死が齎す色は未来への一歩か、災禍の幕開けか。
どうしてこうなってしまったのであろうか。
有紗はそんな事を思いながら無理矢理服を脱がされ、巨大な風呂場に入れられた。
「ちゃんとお風呂綺麗にしてるから安心して入って〜。私も脱いだら行く〜」
夜空が見える露天風呂は二人で入るには広すぎる。
有紗は唐突に連れてこられた風呂の大きさに驚きが隠せなかった。
「ちゃんと体洗って入るんだよ」
「いや、リコ、これは聞いてない。え、何この露天風呂? 大きな家とは思ったけどなんでこんなのがあるの? 」
「お婆ちゃんが生きてた時に旅館やってたんだよ。だから、たまに人が来たらここを開けるの。あ、ちゃんと綺麗だよ。お婆ちゃんの友達が勝手に入って綺麗にしてくれてるし、私も手が空いたらしてるし」
舎人子は一人でに体を洗い始めると未だに呆気に取られていた有紗の手を無理矢理掴み彼女の体を洗い始める。

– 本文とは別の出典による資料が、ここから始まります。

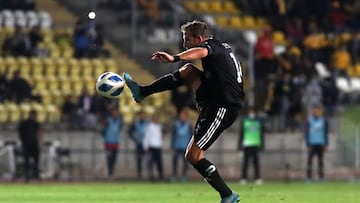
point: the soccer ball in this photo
(110, 85)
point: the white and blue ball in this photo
(110, 85)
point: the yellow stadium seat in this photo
(89, 84)
(24, 109)
(50, 70)
(3, 114)
(25, 70)
(357, 69)
(222, 21)
(216, 6)
(74, 72)
(278, 37)
(77, 87)
(190, 5)
(249, 22)
(53, 113)
(202, 6)
(261, 23)
(41, 85)
(14, 112)
(62, 71)
(10, 61)
(34, 61)
(22, 61)
(53, 83)
(229, 7)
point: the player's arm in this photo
(188, 55)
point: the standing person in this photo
(112, 129)
(316, 136)
(30, 134)
(251, 142)
(152, 144)
(137, 133)
(181, 135)
(219, 95)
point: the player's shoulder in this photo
(217, 44)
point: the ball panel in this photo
(114, 78)
(110, 85)
(117, 92)
(105, 87)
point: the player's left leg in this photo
(211, 122)
(187, 73)
(320, 156)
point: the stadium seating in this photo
(225, 14)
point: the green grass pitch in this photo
(194, 192)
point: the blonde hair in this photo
(196, 29)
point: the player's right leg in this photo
(187, 73)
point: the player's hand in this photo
(162, 57)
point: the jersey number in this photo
(238, 68)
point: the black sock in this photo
(167, 82)
(212, 176)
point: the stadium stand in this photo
(57, 73)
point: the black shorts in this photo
(212, 121)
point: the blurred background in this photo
(294, 54)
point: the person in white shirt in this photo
(152, 145)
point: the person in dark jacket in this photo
(30, 135)
(316, 137)
(181, 135)
(137, 133)
(251, 142)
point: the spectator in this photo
(353, 46)
(86, 110)
(68, 113)
(81, 40)
(111, 132)
(316, 136)
(96, 42)
(313, 94)
(17, 45)
(182, 97)
(30, 134)
(152, 145)
(19, 88)
(181, 135)
(315, 43)
(338, 16)
(341, 62)
(251, 142)
(3, 87)
(137, 133)
(330, 94)
(294, 31)
(265, 66)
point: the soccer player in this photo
(219, 95)
(317, 140)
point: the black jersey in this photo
(221, 81)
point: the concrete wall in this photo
(88, 155)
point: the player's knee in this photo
(193, 157)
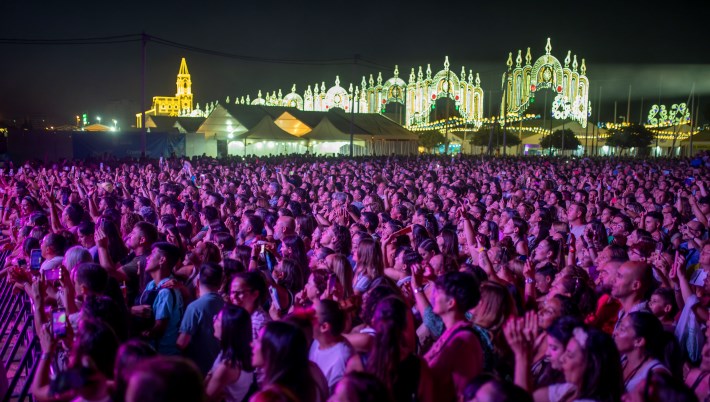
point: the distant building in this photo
(178, 105)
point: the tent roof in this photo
(326, 131)
(190, 124)
(267, 130)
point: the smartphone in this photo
(35, 259)
(53, 275)
(402, 231)
(59, 323)
(332, 279)
(274, 297)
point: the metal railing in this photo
(19, 345)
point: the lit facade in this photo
(178, 105)
(416, 97)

「ちょ、ちょ待ってリコ!? 私自分で洗えるから! ね?! 」
しかし、舎人子は止まらない。
有紗の体の至る所に泡をつけ、そこを擦り、有紗はされるがままにされ、ペットの体を洗う様な勢いで全身を隈なく綺麗にする。
そこに一切の躊躇はなく、寧ろ、舎人子はそれを楽しんでるかの様であり、隅々まで洗われた有紗はぐったりとなっていた。舎人子の容赦の無さに少しばかり恐怖を覚えるも有紗はゆっくりと口を開く。
「リコ、なんでえ、とまってくれなかったの」
「有紗が身悶えてた姿が可愛かったから興が乗っちゃった」
ぐったりとしている有紗の横目に舎人子は淡々と自分の体を洗って行く。そして、それが終えた後、未だに立ち上がれない有紗に肩を貸して共に露天風呂に浸かった。
水面に月と星が映っていたが二人が入った途端、それが揺れ、それら二つは溶け合いながら再び元の姿へ戻って行く。
大きな露天風呂に二人。
有紗はとりあえず浸かった場所で体をぐいっと伸ばすとその風呂の大きさに圧倒されつつも気持ち良さそうな口調で舎人子に喋りかけた。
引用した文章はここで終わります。